Individual Submission Summary
Share...

Direct link:

Ecocinema and Chinese-Language Documentary Films

Sun, April 3, 8:30 to 10:30am, Washington State Convention Center, Floor: 6th Floor, Room 615

Abstract

This paper is a study of contemporary Chinese-language documentaries with a strong environmental and ecological consciousness. It lies at the meeting points of several interrelated emergent fields: ecocinema, documentary films, and an environmental turn in the humanities and social sciences. Chinese-language documentaries include films made not just inside mainland China, but also in Taiwan, Hong Kong, Macau, and the Chinese diaspora.

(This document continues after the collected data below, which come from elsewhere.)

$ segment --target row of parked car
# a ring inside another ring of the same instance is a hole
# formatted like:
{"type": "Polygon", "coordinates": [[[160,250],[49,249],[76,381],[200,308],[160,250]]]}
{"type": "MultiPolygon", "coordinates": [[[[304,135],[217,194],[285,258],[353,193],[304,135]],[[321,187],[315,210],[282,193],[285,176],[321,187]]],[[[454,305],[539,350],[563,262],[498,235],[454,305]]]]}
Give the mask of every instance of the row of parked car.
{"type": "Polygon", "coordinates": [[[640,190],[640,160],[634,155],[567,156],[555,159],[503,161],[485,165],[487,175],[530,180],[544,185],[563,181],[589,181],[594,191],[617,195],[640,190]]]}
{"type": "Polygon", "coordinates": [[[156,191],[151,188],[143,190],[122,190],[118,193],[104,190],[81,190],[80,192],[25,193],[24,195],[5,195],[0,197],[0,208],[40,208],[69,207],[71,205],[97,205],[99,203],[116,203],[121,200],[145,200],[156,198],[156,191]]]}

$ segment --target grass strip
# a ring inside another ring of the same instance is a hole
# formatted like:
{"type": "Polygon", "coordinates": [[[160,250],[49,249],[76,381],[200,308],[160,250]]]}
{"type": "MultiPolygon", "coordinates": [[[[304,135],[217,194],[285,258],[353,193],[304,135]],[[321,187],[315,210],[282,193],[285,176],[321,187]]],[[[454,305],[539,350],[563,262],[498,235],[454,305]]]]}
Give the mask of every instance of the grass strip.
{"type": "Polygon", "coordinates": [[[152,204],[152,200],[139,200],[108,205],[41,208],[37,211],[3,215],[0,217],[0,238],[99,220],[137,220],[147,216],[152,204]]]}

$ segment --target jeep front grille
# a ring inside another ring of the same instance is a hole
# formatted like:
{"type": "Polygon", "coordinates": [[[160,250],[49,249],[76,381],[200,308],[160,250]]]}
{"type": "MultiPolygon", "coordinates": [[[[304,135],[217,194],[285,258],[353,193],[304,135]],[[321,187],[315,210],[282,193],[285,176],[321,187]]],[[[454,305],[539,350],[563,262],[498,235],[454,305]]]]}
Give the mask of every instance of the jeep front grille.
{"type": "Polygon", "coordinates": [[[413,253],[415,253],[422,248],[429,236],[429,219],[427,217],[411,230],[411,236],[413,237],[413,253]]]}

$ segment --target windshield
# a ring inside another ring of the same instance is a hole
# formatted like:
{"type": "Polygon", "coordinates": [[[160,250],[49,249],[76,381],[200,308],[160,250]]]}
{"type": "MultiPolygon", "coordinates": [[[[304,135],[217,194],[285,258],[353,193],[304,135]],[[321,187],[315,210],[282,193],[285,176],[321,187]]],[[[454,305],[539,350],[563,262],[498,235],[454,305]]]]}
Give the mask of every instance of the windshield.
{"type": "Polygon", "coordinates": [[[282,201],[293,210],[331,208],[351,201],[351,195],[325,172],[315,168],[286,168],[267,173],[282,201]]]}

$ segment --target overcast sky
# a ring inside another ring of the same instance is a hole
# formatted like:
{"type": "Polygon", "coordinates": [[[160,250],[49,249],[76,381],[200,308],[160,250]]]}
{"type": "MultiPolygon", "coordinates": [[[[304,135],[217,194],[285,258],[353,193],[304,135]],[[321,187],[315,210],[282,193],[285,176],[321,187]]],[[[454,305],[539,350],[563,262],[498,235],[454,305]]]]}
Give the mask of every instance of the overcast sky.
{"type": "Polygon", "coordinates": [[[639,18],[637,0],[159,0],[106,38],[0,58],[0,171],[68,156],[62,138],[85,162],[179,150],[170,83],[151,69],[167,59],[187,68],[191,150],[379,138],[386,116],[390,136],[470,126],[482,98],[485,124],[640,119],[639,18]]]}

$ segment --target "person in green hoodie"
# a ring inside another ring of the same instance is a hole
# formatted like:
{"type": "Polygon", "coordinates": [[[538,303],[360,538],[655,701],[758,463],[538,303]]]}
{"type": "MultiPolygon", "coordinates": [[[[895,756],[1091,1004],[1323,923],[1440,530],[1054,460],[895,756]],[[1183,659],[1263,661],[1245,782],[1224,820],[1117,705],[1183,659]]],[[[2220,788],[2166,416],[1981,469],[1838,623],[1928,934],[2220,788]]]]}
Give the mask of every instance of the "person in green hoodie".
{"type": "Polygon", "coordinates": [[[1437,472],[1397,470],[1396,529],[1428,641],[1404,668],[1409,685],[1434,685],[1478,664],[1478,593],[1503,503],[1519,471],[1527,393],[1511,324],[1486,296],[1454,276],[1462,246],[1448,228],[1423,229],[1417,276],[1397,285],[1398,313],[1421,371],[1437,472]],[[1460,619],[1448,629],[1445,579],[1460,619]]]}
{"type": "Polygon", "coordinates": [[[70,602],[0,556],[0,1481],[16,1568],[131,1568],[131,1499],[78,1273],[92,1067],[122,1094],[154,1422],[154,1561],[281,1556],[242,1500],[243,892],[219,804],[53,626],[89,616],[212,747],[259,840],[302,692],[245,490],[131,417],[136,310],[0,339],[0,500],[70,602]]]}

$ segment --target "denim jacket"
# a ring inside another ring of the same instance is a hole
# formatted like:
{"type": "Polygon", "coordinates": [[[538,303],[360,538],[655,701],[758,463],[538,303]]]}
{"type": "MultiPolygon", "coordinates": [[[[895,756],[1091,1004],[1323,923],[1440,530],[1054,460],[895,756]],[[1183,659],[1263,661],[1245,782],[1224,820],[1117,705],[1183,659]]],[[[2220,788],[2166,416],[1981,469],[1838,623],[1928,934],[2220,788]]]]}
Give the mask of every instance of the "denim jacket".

The candid camera eye is particularly effective in revealing the brute truth of reality. There seems to an ethical imperative for these filmmakers to participate in the creation of a functional civil society, to intervene in the national and global public sphere. The themes of their films include migration and dislocation due to large-scale public work projects, environmental destruction, pollution of soil, water, and air, social injustice, and the relationship between humans and animals. Overall, the filmmakers strive for an understanding of planet earth from a non-anthropocentric perspective. While touching upon a number of such documentaries, the paper focuses on the documentary My Fancy High Heels (directed by Chao-ti Ho, Taiwan, 2010). The film traces the global chain of production and distribution of leather shoes and the affective aspects of labor and consumption. The documentary examines the relationship between humans as consumers and animals (cows) as raw material (cowhide for leather shoes). It probes into the mechanism of globalization, in which nature, animals, factory workers (poor migrant workers in China), and middle- and upper-class consumers in the metropolitan centers of the West are locked in an uneasy relationship.